The best time for re potting hibiscus is in the spring, immediately after pruning. When the plants are cut back they are easier to handle and they respond quickly to the fresh soil once re potted. Plants may be re potted at other times except winter without ill effects.

Remember you can grow any variety you wish in a container, but the smaller, lower growing varieties will last longer than fast growing tall varieties, and will not require such large containers.

Hibiscus Indoors

If you live in an area where the Chinese hibiscus will not do well, then you could try growing these plants indoors. To perform well, hibiscus require full sun, so they must have sunlight streaming through a window onto them, otherwise they will need extra artificial light to flower well.
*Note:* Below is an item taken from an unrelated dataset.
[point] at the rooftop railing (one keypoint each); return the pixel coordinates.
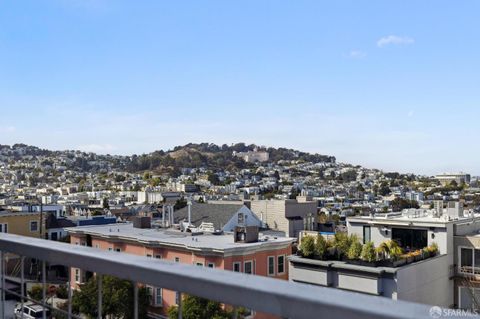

As with many indoor plants, it is better to buy a plant from your garden centre all ready to bloom, as it is very difficult to encourage buds to form without ideal conditions which are hard to produce indoors. Once the plant has finished blooming it is then discarded, and replaced with a new plant the following season. Many nurseries in Europe and the United States grow special, prolificly blooming hibiscus, especially to be used as indoor plants. These plants are grown in glasshouses and treated with growth retardents, usually Cycocel or Chlormequat, and are sold as flowering indoor plants. The growth retardents restrict the growth to small pot size without the loss of flowering wood which would result from pruning. Many keen hibiscus fanciers in problem areas grow their plants in pots, and bring them indoors during winter, returning them to the garden sunshine as the weather warms; others prefer to erect a cold frame or small glass house for this purpose.

One of the most popular indoor foliage plants is Hibiscus rosa-sinensis `Cooperii', which has beautiful variegated cream and pink foliage. This variety rarely flowers, but has small single red blooms when it does. The more light it receives the more spectacular the pink tonings in the leaf. Variety `Snow Queen', a sport of `Archerii', is a lot hardier and does well indoors, flowering quite well. Here again the variegation is more pronounced as more light is available. This variety has handsome green and white variegated foliage, and pendulous, fringed, single, bright scarlet blooms. Most hibiscus have flat dull leaves which will attract dust. These must be kept clean if the hibiscus is to remain healthy indoors, and regular watering and fertilising is necessary to keep the buds coming on. The colour of the blooms on hibiscus grown indoors will not be as vibrant or bright as the ones grown outdoors, due to the lack of sunlight, therefore it is always a good idea to choose bright colours. The varieties offered by nurseries for indoor use include: `Crown of Bohemia', `Fiesta', `General Corteges', `Lambertii', `Johnsonii', `Surfrider', `Golden Belle', `Nathan Charles' and `Gold'.